The lower court on Wednesday dismissed an injunction request against the release of a controversial film that puts into question North Korea’s responsibility for the sinking of a South Korean warship in 2010.
The Uijeongbu District Court allowed the “Cheonan Project” to be shown to audiences from Thursday as scheduled.
The “Cheonan Project” is a 75-minute documentary that raises questions as to whether the North Korean military was indeed at fault, as South Korean government officials strongly argued, when the South Korean naval corvette Cheonan sank in March 2010, killing 46 sailors.
Representatives of the sailors’ families and the ship’s former captain Choi Won-il had filed a lawsuit against the film’s release, saying that it violated the dead sailors’ honor and legacies by charging that something else may have been responsible. They were dismayed by the ruling and are contemplating whether to appeal the decision.

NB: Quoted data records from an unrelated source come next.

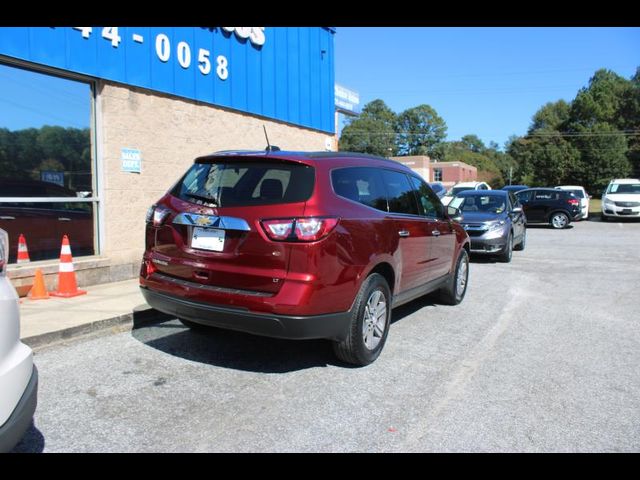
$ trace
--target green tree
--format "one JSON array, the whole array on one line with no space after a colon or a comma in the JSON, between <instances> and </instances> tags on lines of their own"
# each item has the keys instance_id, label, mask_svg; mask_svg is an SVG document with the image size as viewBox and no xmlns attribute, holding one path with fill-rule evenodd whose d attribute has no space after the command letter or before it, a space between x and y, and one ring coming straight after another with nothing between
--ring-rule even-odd
<instances>
[{"instance_id":1,"label":"green tree","mask_svg":"<svg viewBox=\"0 0 640 480\"><path fill-rule=\"evenodd\" d=\"M549 102L534 115L529 133L537 130L560 131L569 120L571 106L564 100Z\"/></svg>"},{"instance_id":2,"label":"green tree","mask_svg":"<svg viewBox=\"0 0 640 480\"><path fill-rule=\"evenodd\" d=\"M590 128L604 122L624 129L621 112L630 88L631 82L624 77L610 70L598 70L571 103L570 128L577 125Z\"/></svg>"},{"instance_id":3,"label":"green tree","mask_svg":"<svg viewBox=\"0 0 640 480\"><path fill-rule=\"evenodd\" d=\"M580 152L560 132L530 135L516 143L511 155L518 160L518 176L531 186L554 186L574 183ZM525 148L523 148L525 147Z\"/></svg>"},{"instance_id":4,"label":"green tree","mask_svg":"<svg viewBox=\"0 0 640 480\"><path fill-rule=\"evenodd\" d=\"M429 155L447 136L447 124L429 105L418 105L398 115L398 153L400 155Z\"/></svg>"},{"instance_id":5,"label":"green tree","mask_svg":"<svg viewBox=\"0 0 640 480\"><path fill-rule=\"evenodd\" d=\"M580 152L575 178L588 192L600 193L612 178L627 177L627 139L606 122L582 128L571 137Z\"/></svg>"},{"instance_id":6,"label":"green tree","mask_svg":"<svg viewBox=\"0 0 640 480\"><path fill-rule=\"evenodd\" d=\"M482 140L477 135L465 135L460 139L460 142L470 151L475 153L484 152L487 147L485 147Z\"/></svg>"},{"instance_id":7,"label":"green tree","mask_svg":"<svg viewBox=\"0 0 640 480\"><path fill-rule=\"evenodd\" d=\"M340 150L393 156L397 154L395 130L396 114L384 101L373 100L342 129L338 145Z\"/></svg>"}]
</instances>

“Well, I have nothing to say at the moment other than that I am disappointed,” said Kim Yang-hong, the lawyer representing the families and Choi in the case.
Experts and laymen alike have sporadically questioned the findings of an international team of experts that was assigned to investigate the cause of the ship’s demise in the immediate aftermath of the incident. The team’s conclusions suggested that the North was the most likely cause although other scenarios could not be ruled out.
The filmmakers of the “Cheonan Project” meanwhile deny accusations they are slandering the dead sailors. They are trying to point out the stiffness of Korean society and the consequent lack of communication within, not trying to defame anyone, says director Baek Seung-woo.